Dive into BERT: Language Model and Knowledge

Write in front

Recently , I’m mainly watching something related to knowledge , including reviewing some knowledge representation models, and how some large-scale language models can be icing on the cake to integrate external knowledge methods. If you are interested, you can go directly to the previous articles. take a peek. Today, I will use knowledge as the starting point to analyze more in-depth the pre-training models that have been popular recently.
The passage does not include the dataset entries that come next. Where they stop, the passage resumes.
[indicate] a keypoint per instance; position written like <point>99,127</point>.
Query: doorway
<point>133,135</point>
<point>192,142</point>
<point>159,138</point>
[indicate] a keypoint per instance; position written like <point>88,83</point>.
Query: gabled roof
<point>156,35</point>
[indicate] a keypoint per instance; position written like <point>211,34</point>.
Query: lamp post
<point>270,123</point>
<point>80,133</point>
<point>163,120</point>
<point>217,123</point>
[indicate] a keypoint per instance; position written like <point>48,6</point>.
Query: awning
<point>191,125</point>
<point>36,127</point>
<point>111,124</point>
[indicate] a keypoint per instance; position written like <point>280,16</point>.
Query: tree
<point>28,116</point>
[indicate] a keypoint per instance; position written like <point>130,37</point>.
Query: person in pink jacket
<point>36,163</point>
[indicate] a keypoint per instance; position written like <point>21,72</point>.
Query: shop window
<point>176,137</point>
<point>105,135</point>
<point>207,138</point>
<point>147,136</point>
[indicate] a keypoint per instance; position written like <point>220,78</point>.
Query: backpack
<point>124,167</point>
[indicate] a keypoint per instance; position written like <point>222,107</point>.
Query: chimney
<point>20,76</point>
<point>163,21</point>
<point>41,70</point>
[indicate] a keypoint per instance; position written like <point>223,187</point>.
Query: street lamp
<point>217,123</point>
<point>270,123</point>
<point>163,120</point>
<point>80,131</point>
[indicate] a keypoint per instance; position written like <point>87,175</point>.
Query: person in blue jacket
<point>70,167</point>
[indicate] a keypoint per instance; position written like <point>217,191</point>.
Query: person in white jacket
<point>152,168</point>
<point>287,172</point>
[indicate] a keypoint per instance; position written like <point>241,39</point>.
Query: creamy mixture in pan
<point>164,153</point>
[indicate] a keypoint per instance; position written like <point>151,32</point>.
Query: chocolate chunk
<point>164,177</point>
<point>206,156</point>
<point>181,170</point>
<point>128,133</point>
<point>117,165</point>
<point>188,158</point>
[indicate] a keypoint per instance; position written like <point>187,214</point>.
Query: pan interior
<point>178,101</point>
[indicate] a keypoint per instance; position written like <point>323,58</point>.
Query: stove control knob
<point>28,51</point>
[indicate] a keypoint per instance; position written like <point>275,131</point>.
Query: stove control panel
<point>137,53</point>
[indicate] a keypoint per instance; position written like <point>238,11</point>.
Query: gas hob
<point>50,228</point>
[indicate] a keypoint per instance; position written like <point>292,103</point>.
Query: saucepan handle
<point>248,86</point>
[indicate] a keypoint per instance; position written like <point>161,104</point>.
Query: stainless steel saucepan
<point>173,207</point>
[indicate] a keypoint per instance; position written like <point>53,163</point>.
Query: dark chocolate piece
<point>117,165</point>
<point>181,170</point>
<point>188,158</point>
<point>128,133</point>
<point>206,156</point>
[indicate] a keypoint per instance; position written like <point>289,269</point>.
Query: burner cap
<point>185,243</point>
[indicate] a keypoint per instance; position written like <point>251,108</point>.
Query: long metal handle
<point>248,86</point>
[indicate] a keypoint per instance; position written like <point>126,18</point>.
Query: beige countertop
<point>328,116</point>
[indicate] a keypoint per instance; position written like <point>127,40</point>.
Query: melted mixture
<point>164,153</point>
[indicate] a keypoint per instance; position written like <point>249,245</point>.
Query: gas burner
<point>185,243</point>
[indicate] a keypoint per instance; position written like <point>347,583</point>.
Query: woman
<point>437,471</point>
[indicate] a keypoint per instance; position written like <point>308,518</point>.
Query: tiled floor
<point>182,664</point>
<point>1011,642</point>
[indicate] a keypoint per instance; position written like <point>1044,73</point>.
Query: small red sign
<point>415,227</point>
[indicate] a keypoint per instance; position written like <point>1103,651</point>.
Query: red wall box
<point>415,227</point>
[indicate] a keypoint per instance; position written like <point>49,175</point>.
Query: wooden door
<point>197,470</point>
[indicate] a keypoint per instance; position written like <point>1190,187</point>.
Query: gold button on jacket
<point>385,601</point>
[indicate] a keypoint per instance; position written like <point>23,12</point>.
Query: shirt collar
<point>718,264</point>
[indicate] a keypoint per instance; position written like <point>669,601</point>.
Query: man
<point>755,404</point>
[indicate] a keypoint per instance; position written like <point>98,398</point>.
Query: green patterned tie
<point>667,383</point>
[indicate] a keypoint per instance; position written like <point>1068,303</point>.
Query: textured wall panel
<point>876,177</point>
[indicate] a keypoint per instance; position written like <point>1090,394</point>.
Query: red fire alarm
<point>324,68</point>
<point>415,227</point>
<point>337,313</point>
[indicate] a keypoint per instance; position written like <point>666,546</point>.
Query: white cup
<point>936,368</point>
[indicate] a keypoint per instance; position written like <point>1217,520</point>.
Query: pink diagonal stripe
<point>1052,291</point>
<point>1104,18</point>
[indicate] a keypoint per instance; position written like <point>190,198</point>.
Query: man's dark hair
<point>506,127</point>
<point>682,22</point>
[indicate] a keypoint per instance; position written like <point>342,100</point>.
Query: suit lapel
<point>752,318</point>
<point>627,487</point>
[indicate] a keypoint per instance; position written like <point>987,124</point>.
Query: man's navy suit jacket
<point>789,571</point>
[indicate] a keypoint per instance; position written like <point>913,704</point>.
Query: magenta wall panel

√ Language Models as Knowledge Bases?

√ Linguistic Knowledge and Transferability of Contextual Representations.

√ What does BERT learn about the structure of language?

There are many interesting researches, you can go to the PLMpapers warehouse compiled by Tsinghua University to find them.

1、Language Models as Knowledge Bases?(EMNLP2019)

Can a language model be regarded as a kind of knowledge base?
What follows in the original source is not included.